The large 60 x 82 inch oil painting, Corsair, is another example of an abstract landscape where there is a horizon running horizontally with vertical lines like tree branches on the left and a blue stream on the right. The foreground dominates the composition with organic brown and foliage green.  The landscape may be subliminal, but it is clear to this viewer that Rutenberg’s abstract expressionism consistently repeats itself throughout the work. The Myrtle Beach-born painter is obsessed with the physicality of low hanging trees along South Carolina’s waterways, and continued to draw on those years long after moving to New York City.  When I refer to the term abstract expressionism, it would be similar to the female paintings by Willem de Kooning, where the figure is abstracted. Rutenberg does this in a unique way with his abstract landscapes.

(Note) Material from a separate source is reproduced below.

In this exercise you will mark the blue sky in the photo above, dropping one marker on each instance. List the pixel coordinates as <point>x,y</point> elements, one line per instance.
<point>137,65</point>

Brian Rutenberg earned his undergraduate degree from the College of Charleston and his Masters of Fine Arts from the School of Visual Arts in New York City.

 

Frank James Fisher Ceramics Draw on Everyday Imagery

Frank James Fisher, The Ol’ Yes No, Slab-built porcelain, Raku Fired, reduction

A native Michigander from Milford, Frank James Fisher, has what he calls Pop Artifacts on display in the Birmingham Bloomfield Art Center’s main gallery.  These reasonably small works are mostly slab construction using porcelain clay and a Raku firing. Some of the parts to these ceramic pieces are thrown on a potter’s wheel, but most come from lumps of clay rolled out into slab constructions where he adds photo imagery to the surface.  The title Pop Artifacts comes from using commercial images like Starbucks and goes back to the 1970s when artists like Andy Warhol used images from Campbell soup cans and a Brillo pad logo to create their art.

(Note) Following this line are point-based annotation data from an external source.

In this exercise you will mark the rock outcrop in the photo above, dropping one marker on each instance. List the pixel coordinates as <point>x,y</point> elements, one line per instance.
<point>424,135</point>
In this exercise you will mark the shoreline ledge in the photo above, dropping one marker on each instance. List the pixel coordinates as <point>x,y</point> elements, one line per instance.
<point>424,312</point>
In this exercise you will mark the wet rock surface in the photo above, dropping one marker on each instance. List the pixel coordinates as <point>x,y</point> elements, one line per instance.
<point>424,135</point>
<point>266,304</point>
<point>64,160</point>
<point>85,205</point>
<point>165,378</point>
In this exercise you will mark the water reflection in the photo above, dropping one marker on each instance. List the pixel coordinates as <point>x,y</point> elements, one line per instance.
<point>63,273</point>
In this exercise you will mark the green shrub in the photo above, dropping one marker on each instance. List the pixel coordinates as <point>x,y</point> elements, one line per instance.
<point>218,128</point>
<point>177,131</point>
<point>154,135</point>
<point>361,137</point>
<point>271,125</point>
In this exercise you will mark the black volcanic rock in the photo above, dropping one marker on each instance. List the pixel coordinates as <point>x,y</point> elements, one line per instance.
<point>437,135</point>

Frank James Fisher, Starbanks, Slab-built porcelain, Raku Fired, reduction

He says in his statement, “Advertising has recalibrated my brain. Forty years of working in the marketing community has saturated and skewed my aesthetic away from traditional art expression. My mind prefers graphics, headlines, logos, body copy, photos, illustrations, taglines, and any other marketing tool to express my creative thoughts. These are the tools I use to build narratives and fabricate impossible consumer products out of clay. I call them Pop Artifacts. Sculpted, cast, pressed, or thrown, these ceramic objects represent the desires we chase in the hope of capturing satisfaction.

Frank James Fisher, Frank Oil Tea-can, Wheel thrown, hand-built porcelain, Raku- fired, reduction, metal & wood handle

Inspired by mineral spirit containers from years ago, Fisher’s Tea-cans have the retro-look of an older metal fabricated chamber that might resemble a favorite of many ceramicists, the Tea Pot. Using hand-cut stencils, he applies them to greenware by adding glaze to the bare surface in various steps and then relies on the Raku process to achieve his desired aged look.

Frank James Fisher earned his BFA in graphic design from Central Michigan University and worked in advertising for 25 years until 2006 and teaches advanced ceramics courses in the metro-Detroit area where he demonstrates his art methods at workshops.